My own view is that there are several pretenders out there, just as faux-libertarians are proliferating, and much of them defined by the paycheck or their French-sense of elitism; people who define themselves by who they are not. To the extent we can always distinguish them, modern conservatism is not quite as uniform as one might imagine, and as he already accomplished in the political sphere, Trump is causing a shaking-out of the definition of conservativism as both a political force and a body of ideological thought.
This is a good thing, for this shaking-out will redound to the benefit of Ted Cruz as much as it will Donald Trump, not to mention America in general, as both represent a real survival-benefit for the Republic (a little Darwinian lingo there), so I am not of the camp that in order to prop one up, the other must go down in flames. I’ve already spoken, for some weeks, that in order to rescue the Republic, and restore its generation-to-generation regenerative powers…again, a little Darwinian lingo…we will need four or five successive leaders of a particular type, and that Trump and Cruz each epitomize some of those skill sets. More will follow.
(This fact alone points out the need to restructure the entire political consultancy business, big money there, which is built around selecting one candidate by crushing the other candidates into oblivion. My own place as a writer at RedState.com ended when it was learned that I would be favorable to the candidacy of Herman Cain in 2011. RedState has gained an undistinguished history of intolerance toward any discouraging words on their positions, and has become little more than rice-bowl profiteers, typical of the above-described faux-conservative type.)

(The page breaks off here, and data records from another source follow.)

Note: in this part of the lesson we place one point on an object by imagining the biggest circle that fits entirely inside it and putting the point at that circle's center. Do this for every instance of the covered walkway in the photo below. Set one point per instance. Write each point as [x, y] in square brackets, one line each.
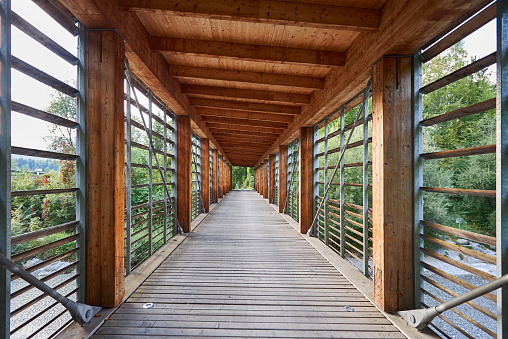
[245, 272]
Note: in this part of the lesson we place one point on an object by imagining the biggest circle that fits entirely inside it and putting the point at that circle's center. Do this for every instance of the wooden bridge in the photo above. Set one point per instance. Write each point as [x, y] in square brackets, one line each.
[343, 112]
[245, 272]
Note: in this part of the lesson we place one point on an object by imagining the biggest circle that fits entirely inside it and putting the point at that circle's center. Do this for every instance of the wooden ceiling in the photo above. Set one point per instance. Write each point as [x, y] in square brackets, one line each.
[248, 68]
[251, 73]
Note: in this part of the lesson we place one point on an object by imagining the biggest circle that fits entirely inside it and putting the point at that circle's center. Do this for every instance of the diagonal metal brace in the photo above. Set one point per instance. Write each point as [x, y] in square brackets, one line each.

Donald Trump is the most recognized name in the world, and the only politician with no visible means of external financial support or hidden financial loyalties. A demagogue? Maybe, but he carries no one else’s water other than his own, and that seems to be a trait a genuinely disgusted and threatened citizenry is seeking, a man of no particular ideological or partisan party affiliation.
Trump didn’t pick them, they picked him.
The American people have finally decided that the political establishment, en mass; Democrat, Republican, and seemingly several sacred agencies, DOJ, FBI, and yes, many conservative pundits admitted to or seeking approval by that establishment’s inner circles, are a threat. And they see in Donald Trump a rescue. Many conservatives have come to their defense..
And considering this very recent “conservative” counter-reformation, witness the dedication of an entire issue of “National Review”, my favorite conservative journal of-record since the early 1970s, to the conservative apostasy of Donald Trump. To be Trump is to be “not conservative”, equals “bad for America”, again without the least bit of input from, or consideration of “the people”.
Official conservatism should be on its collective hands and knees begging the people’s forgiveness for the slight rather than mocking them.
I doubt Bill Buckley would have taken this tack. He may have thought it, but for very good reasons, likely would have held his fire, for there are many connections there between Trump and the people post-Buckley conservatives have either lost sight of, or never knew were there, or maybe never knew about the ordinary man’s function in defining conservatism from the outset.
But the question of the day is just how holy is the holy writ of conservatism? Is there a catechism, a set of doctrines to which every conservative refers when doctrine is questioned, or disputes are to be settled? Is there really only One True Conservatism…and only One True Church?